Computational fluid dynamics and full elasticity model for sliding line thermal elastohydrodynamic contacts

Classically, the EHD problem is solved using the Reynolds assumptions to model the fluid behaviour, and the Boussinesq elastic deformation equation to model the solid response, both being coupled with the load balance equation. The development of an alternative approach is presented here in order to solve at once the Navier–Stokes equations (mass conservation and momentum equilibrium), the full elasticity and energy equations for the line EHD problem in a fluid–structure interaction approach.The Finite Element Method is used to solve the mathematical formulation in a fully coupled way, inspired from Habchi et al. (2008) [1]. After linearisation with the Newton procedure, all the physical quantities (pressure, velocity field, deformations and temperature) are solved together in a unique system. An important benefit of this approach is the possibility to implement in a simple manner the non-Newtonian and thermal effects; in fact all the quantities can vary through the film thickness. The extension to non-Newtonian rheology and the pressure and temperature dependencies for the viscosity and density are taken into account in a direct way to allow an acceptable prediction of the friction coefficient. Gradients across the film thickness and temperature fields in both the fluid and the two solids are naturally computed and analysed. As a case study, we focus first on the pure sliding cylinder-on-plane contact. It is shown that thermal effects due to friction in the central zone of the contact play a role in heating the lubricant at the inlet zone, via heat conduction in the solids.
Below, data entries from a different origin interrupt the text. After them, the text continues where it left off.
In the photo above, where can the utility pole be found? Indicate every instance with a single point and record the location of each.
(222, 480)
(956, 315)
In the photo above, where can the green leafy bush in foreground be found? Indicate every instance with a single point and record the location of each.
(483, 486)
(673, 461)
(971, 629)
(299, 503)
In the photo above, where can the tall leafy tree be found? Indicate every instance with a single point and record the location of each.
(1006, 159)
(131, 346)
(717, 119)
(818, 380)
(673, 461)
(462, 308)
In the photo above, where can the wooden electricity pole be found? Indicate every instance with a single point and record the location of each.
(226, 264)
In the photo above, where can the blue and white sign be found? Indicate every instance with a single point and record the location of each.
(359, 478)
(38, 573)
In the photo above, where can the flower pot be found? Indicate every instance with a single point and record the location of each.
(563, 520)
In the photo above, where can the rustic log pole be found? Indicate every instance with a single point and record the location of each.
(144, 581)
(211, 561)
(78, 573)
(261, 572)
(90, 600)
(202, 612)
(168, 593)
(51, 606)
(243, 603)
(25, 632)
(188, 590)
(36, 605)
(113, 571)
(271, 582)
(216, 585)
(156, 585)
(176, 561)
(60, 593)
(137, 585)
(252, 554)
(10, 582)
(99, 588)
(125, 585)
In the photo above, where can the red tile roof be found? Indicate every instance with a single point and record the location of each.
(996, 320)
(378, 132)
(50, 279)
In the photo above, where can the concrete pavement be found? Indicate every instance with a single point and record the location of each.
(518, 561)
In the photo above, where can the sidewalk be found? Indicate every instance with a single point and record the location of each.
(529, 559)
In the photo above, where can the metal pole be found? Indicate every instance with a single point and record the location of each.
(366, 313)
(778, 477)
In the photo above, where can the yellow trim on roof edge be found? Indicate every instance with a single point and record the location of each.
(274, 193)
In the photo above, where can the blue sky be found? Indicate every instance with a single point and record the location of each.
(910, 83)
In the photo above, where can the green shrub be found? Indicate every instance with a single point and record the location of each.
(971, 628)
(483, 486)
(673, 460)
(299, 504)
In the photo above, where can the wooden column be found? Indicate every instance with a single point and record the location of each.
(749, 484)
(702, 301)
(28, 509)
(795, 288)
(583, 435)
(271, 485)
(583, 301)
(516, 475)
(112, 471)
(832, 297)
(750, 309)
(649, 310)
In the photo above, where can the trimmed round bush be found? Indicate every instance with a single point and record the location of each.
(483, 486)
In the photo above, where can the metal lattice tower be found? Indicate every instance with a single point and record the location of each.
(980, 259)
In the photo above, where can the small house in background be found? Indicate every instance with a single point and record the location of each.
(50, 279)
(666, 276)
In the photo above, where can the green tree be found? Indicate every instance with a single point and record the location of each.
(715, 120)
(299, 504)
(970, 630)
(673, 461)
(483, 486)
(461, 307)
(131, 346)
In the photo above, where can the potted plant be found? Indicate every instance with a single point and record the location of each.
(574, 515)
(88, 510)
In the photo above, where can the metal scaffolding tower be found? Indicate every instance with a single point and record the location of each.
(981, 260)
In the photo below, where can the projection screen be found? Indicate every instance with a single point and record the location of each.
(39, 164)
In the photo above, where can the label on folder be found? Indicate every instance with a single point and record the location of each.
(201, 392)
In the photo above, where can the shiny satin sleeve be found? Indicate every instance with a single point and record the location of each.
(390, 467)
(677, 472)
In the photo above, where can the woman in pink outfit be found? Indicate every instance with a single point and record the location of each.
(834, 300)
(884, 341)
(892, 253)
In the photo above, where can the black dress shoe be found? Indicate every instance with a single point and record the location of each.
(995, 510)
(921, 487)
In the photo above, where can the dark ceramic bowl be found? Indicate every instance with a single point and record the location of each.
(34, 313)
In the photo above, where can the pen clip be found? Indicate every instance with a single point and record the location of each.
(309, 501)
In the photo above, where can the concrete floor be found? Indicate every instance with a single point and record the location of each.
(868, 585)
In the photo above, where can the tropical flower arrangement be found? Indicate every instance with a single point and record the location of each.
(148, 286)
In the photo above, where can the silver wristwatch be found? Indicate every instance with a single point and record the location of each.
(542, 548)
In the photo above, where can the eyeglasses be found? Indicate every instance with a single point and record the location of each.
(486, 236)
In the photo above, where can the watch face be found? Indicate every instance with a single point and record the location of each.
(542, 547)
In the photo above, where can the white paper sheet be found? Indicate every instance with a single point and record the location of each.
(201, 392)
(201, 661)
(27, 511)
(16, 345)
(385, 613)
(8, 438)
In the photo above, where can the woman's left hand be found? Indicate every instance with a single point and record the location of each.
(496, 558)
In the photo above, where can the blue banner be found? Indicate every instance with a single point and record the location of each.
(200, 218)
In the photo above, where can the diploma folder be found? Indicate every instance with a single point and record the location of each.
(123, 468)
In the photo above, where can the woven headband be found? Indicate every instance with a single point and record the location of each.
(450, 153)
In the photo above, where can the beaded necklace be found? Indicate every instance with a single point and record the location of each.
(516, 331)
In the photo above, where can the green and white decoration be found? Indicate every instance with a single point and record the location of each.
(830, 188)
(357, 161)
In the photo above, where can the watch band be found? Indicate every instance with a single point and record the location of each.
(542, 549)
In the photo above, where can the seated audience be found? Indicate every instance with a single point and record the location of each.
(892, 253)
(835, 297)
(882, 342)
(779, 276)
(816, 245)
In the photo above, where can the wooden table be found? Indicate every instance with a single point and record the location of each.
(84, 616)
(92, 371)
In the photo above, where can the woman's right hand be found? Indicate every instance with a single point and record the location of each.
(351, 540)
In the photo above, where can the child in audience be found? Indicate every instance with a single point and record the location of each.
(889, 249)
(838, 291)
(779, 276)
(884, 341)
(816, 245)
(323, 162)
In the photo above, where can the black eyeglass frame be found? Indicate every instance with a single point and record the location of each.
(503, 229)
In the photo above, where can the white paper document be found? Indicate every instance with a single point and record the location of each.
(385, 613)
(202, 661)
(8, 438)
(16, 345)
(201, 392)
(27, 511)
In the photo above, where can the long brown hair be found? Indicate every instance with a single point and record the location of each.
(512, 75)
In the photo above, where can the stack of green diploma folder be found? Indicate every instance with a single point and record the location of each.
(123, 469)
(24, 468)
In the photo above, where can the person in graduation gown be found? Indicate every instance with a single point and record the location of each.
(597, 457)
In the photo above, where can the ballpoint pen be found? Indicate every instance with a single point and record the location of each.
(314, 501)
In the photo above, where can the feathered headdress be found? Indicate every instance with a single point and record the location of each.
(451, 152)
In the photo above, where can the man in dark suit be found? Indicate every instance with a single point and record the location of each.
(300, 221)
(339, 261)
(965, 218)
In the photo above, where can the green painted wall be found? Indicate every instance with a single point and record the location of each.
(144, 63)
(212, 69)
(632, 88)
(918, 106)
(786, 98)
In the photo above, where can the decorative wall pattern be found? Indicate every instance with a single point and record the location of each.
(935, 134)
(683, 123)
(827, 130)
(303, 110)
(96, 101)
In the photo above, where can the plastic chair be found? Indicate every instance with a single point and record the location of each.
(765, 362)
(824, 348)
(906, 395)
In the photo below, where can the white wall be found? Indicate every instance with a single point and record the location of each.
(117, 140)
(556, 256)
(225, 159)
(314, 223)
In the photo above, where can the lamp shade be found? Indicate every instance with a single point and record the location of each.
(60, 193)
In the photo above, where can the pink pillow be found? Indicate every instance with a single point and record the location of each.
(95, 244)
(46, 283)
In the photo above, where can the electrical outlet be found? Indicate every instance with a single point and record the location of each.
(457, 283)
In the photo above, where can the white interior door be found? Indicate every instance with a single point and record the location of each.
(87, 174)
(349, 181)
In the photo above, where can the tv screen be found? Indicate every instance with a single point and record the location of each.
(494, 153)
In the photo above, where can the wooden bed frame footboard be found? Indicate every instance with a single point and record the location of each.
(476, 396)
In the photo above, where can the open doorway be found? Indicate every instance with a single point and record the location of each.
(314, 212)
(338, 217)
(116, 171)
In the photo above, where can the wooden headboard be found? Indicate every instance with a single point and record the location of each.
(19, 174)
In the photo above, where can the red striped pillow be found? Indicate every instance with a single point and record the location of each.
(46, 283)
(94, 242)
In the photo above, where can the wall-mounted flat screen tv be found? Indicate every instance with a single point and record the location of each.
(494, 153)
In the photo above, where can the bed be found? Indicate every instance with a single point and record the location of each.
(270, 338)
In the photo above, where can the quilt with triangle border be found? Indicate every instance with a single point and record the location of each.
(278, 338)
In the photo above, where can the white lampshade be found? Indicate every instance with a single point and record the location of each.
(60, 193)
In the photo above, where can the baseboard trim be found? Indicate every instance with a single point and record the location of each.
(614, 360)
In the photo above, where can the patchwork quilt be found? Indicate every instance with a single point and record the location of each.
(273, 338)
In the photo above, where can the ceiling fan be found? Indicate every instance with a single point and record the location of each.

By increasing the Slide-to-Roll Ratio (SRR), the occurrence of dimples and the subsequent effects in different parts of the contact under zero entrainment velocity conditions are then studied.

► Fluid thickness dimension is added to TEHD contacts using the Navier–Stokes equations. ► Highly sliding non-Newtonian and thermal cases are computed and studied. ► Local minimum in friction is explained by conduction effect in stationary solid. ► Viscosity wedge theory explains dimple formation and shape. ► This general approach can qualitatively explain intriguing experimental results.